The results are a list of simulation models that help emergency department staff determine which combinations result in the best decisions. Each projecting what to expect in terms of meeting predetermined metrics or goals, expenditures and revenue, how well the patients will be cared for and many other things.

Traditionally, models like these are built by teams of experts and require months to prepare. But Roundtable’s SaaS product can deliver hundreds of models in just hours thanks to it’s reliance on the cloud, from which the software obtains most of its computational muscle. Bohrmann says the cloud is what enables EDSL to operate so quickly. Without it, EDSL could not have been built.

Once the simulations are finalized and management decisions are made based on the simulations, Roundtable sticks around to help the partner implement the plan and any subsequent plans they make based on the software’s simulations.

Scaling in the future

Bohrmann and his team are excited about the progress and partnerships they’ve struck so far, but they believe they’re at the very beginning of their startup journey.

They anticipate that their software is highly scalable, to both academic hospitals and community hospitals. And once they expand to those facilities, they may consider a broader expansion to different departments within the hospitals like pediatrics or geriatric departments.

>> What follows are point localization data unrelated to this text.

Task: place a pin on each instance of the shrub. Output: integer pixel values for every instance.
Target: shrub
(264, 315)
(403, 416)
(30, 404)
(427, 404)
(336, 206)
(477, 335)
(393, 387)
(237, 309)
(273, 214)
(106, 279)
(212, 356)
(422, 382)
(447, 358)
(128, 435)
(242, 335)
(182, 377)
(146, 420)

But for now they’re laser focused on emergency departments, which they see as areas where their software can have the biggest impact in increasing efficiencies.

As Roundtable grows, the founders believe being based in the Triangle will aid in their expansion in finding the best talent to supplement their team. Bohrmann notes, “[There are] a lot of clinical, technology and data-minded people here.” But for now he says the team plans to stay “as lean as we can for as long as we can.”

And they believe they’re offering a better service at a cheaper rate than what is currently available to emergency departments. Bohrmann explains that once the software is tailored to the organization, each new simulation is “pennies on the dollar” compared to the alternative offered from standard consulting firms.

They also don’t believe partners will outgrow their software and services once they implement the plans derived from the simulations. As Bohrmann describes it, a simulation may recommend one or many changes to management structure or procedures, but it also prioritizes the changes to help users decide which to conquer first.

Each change could take months to years to implement though, and additional changes may not be undertaken until after the original changes are completed. Essentially, there’s always ways to improve a department’s operations and services, and Roundtable believes their software, coupled with the expertise they offer in implementing solutions, will ensure their partnerships remain intact for long periods of time.